Более шестидесяти лет назад, еще школьником, раскрыв первое издание «Двенадцати стульев», я прочитал простую и старомодную, по выражению Ильфа, первую фразу романа: «В уездном городе N…», которая так долго не давалась соавторам. Для миллионов читателей, как и для меня, с этой фразы началось знакомство с творчеством двух писателей.
Шли годы сталинских пятилеток и сталинских лагерей, годы войны и послевоенного восстановления, хрущевского волюнтаризма, брежневского застоя, годы перестройки. Менялись вожди на трибуне Мавзолея. Менялись в дни знаменательных дат портреты в руках демонстрантов. Менялись и сами знаменательные даты, сбивали мемориальные доски, сносили памятники. Исчезали из обихода слова, которые прочно вросли в строй и быт, обозначали стиль нашей жизни. Теперь без словаря многие из них и не растолковать. Но слава Ильфа и Петрова не уменьшилась. Бессмертный Ипполит Матвеевич по-прежнему шествует по утрам на службу по улицам города N.
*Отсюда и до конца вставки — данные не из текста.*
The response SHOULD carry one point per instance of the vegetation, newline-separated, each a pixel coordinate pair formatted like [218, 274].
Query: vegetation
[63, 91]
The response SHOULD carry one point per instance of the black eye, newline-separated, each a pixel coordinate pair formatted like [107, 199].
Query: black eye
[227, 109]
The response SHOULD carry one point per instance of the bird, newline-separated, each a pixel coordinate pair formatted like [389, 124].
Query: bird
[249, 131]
На известной фотографии Ильфа и Петрова соавторы с перьями в руках сидят перед чернильницей – мир да согласие царят за столом. Как они вместе работали, думали, сочиняли, останется тайной их содружества. Но неужели действительно всегда вместе? За одним столом, возле одной чернильницы? Невероятно!
От докучливых расспросов интервьюеров Ильф и Петров обычно отшучивались: «Да, так вот и пишем… Как братья Гонкуры. Эдмонд бегает по редакциям, а Жюль стережет рукопись, чтобы не украли знакомые». Но после смерти Ильфа, оставшись один, Петров ответил всерьез: «Писать вдвоем было не вдвое легче, а в десять раз труднее…»
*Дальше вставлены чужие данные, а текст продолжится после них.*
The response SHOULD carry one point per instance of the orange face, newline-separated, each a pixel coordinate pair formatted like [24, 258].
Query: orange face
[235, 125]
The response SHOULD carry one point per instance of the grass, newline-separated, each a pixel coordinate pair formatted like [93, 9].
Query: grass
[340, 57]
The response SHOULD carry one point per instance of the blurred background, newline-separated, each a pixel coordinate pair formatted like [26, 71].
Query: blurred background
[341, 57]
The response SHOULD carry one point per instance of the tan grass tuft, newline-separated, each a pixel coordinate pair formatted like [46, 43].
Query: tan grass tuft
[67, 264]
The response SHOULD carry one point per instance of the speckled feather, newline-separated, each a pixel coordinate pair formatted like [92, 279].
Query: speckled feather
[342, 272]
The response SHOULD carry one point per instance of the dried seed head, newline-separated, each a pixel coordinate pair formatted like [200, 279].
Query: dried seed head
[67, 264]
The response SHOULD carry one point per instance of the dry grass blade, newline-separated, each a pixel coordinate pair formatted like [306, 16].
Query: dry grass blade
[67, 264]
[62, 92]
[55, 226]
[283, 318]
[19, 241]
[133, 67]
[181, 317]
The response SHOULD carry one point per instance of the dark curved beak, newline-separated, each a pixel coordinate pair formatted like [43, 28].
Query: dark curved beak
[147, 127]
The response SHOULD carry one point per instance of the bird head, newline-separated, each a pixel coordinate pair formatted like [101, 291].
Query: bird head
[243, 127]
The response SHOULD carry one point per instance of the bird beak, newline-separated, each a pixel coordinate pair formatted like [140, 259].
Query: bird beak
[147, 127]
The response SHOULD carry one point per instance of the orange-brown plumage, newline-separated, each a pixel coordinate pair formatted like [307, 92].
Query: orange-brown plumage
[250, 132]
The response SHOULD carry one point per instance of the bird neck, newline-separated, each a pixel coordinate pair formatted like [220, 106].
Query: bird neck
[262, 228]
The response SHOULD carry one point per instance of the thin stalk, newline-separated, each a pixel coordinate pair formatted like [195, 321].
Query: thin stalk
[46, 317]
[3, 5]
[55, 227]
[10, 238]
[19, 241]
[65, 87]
Их родиной была Одесса. Красивый шумный южный портовый город. Жители называли его то маленьким Парижем, то маленькой Веной, а золотые пляжи и живописные приморские окрестности сравнивали с венецианским Лидо. Литературная Одесса подарила нам созвездие замечательных писателей. Помимо Ильфа и Петрова одесситами были Бабель, Катаев, Олеша, Багрицкий… При абсолютной несхожести писательских дарований, всем им было присуще острое ощущение возможностей слова, многокрасочности жизни, стереоскопичность зрения.
Появление в советской литературе 1920-х годов большой группы писателей-одесситов, сразу же заявивших о себе, не осталось незамеченным. Заговорили о новой литературной школе, закрепив за ней – по названию сборника стихов Эдуарда Багрицкого «Юго-Запад» – имя «Юго-западной», «Южно-русской». Сами одесские писатели о «школе» и не помышляли. Но суровые поборники чистоты советской литературы и пролетарского ее происхождения твердо стояли на своем. В словах «Юго-Запад» они делали ударение на слове «Запад», что само по себе для членов «школы» было небезопасно: к Западу относились подозрительно. С влиянием Запада, как тлетворным, неустанно боролись, а писателям-одесситам клеили ярлыки «низкопоклонников перед Западом» и наперебой твердили: «Не русские это писатели, не пролетарские»; «традиции средиземноморской культуры им ближе». Поистине нужно было прикинуться глухими, чтобы не услышать в их книгах говор, шутки и смех одесской улицы…
Но мы нарушаем хронологию… «Двенадцать стульев» еще не написаны. Не спорят и о «Юго-западной школе». Пока будущие авторы романа «Двенадцать стульев» встречаются в Москве, в редакции железнодорожной газеты «Гудок».